林業の持続的かつ健全な発展を図るため、目指すべき林業経営及び林業構造の姿を明確にしつつ、担い手となる林業経営体の育成、林業従事者の人材育成、林業労働等に関する施策を総合的かつ体系的に進めていく。


(1)目指すべき姿

これからの林業経営が目指すべき⽅向である「長期にわたる持続的な経営」を実現するためには、効率的かつ安定的な林業経営が林業生産の相当部分を担う林業構造を確立することが重要である。このため、主体となり得る森林組合や、民間事業者など森林所有者から経営受託等した林業専業型の法人、⼀定規模の面積を所有する専業林家や森林所有者(林業経営を行う製材⼯場等の「林産複合型」の法人も含む。)等を目指すべき姿へ導いていくため、施策を重点化するなど、効果的な取組に努める。

また、専ら自家労働等により作業を行い、農業などと複合的に所得を確保する主体等については、地域の林業経営を前述の主体とともに相補的に支えるものであり、その活動が継続できるよう取り組む。


(2)労働安全の確保や生産性の向上

従来の施業等を⾒直し、開発が進みつつある新技術を活用して、伐採・搬出の安全確保・生産性向上や造林の省力化等に向けて、

1)ドローン等による苗木運搬、伐採と造林の⼀貫作業や低密度植栽及びエリートツリー等の苗木を活用した造林の省力化・低コスト化と収穫期間の短縮

2)自動運転や遠隔操作の機能を有する林業機械の開発・普及による林業作業の省力化・労働負荷の軽減

3)レーザ測量や全球測位衛星システム(GNSS)を活用した高度な森林関連情報の把握及び情報通信技術(ICT)を活用した木材の生産流通管理等の効率化

4)新技術の導入を加速するための異分野企業の参入促進

等の取組を推進する。


2 担い手となる林業経営体の育成

(1)長期的な経営の確保

長期的に安定的な経営の確保のため、地籍調査等と連携した森林境界の明確化、長期施業受委託、森林経営管理制度による森林の集積・集約化等を促進する。また、市町村森林整備計画に適合した適切な森林施業を確保する観点から、森林経営計画の作成を促進する。


(2)経営基盤及び経営力の強化

経営基盤の強化のため、森林組合法(昭和53年法律第36号)に基づき事業連携等を推進する。また、基盤強化を図る金融や税制上の措置等の活用を推進する。
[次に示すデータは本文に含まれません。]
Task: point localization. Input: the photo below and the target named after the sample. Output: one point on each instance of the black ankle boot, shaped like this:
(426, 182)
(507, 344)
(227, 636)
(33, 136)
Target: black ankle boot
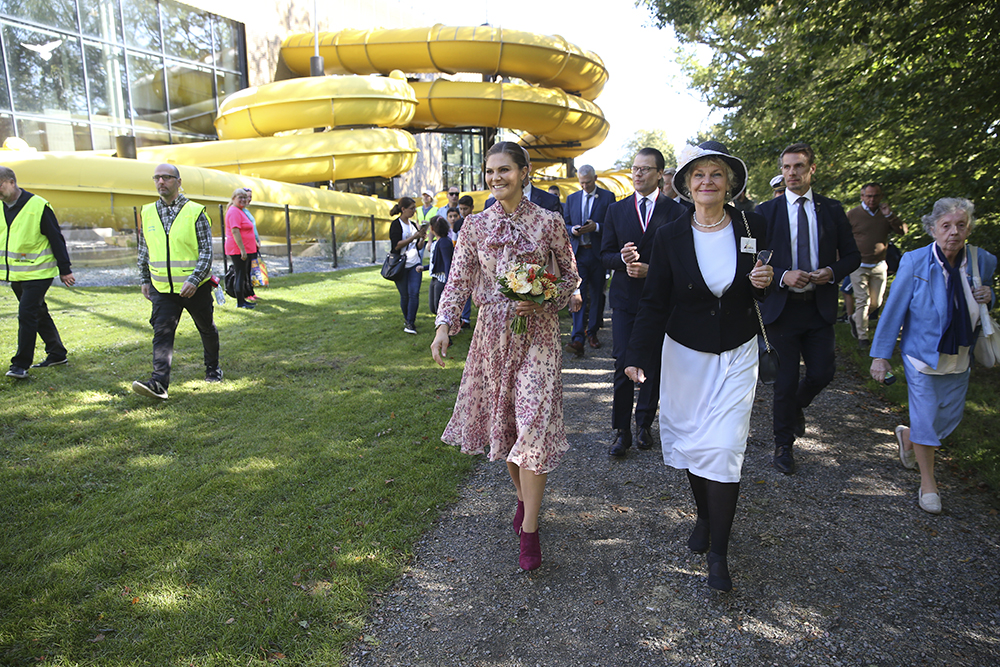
(718, 573)
(698, 542)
経営力の強化のため、施業集約化を担う森林施業プランナーの育成及び木材の有利販売等を担う森林経営プランナーの育成を推進する。


(3)林産複合型経営体の形成

林地取得等により林業経営を行う製材⼯場その他の「林産複合型経営体」を形成するため、株式会社⽇本政策金融公庫による林業経営育成資金(森林取得)の融通、当該資金の借入れに対する利⼦助成、独立行政法人農林漁業信用基金による債務保証等を通じて資金調達の円滑化を図る。


(4)生産性の向上

林業の収益性の向上や木材需要に対応した原木の安定供給等を着実に推進するため、路網整備、先進的な林業機械等の導入の支援等に取り組む。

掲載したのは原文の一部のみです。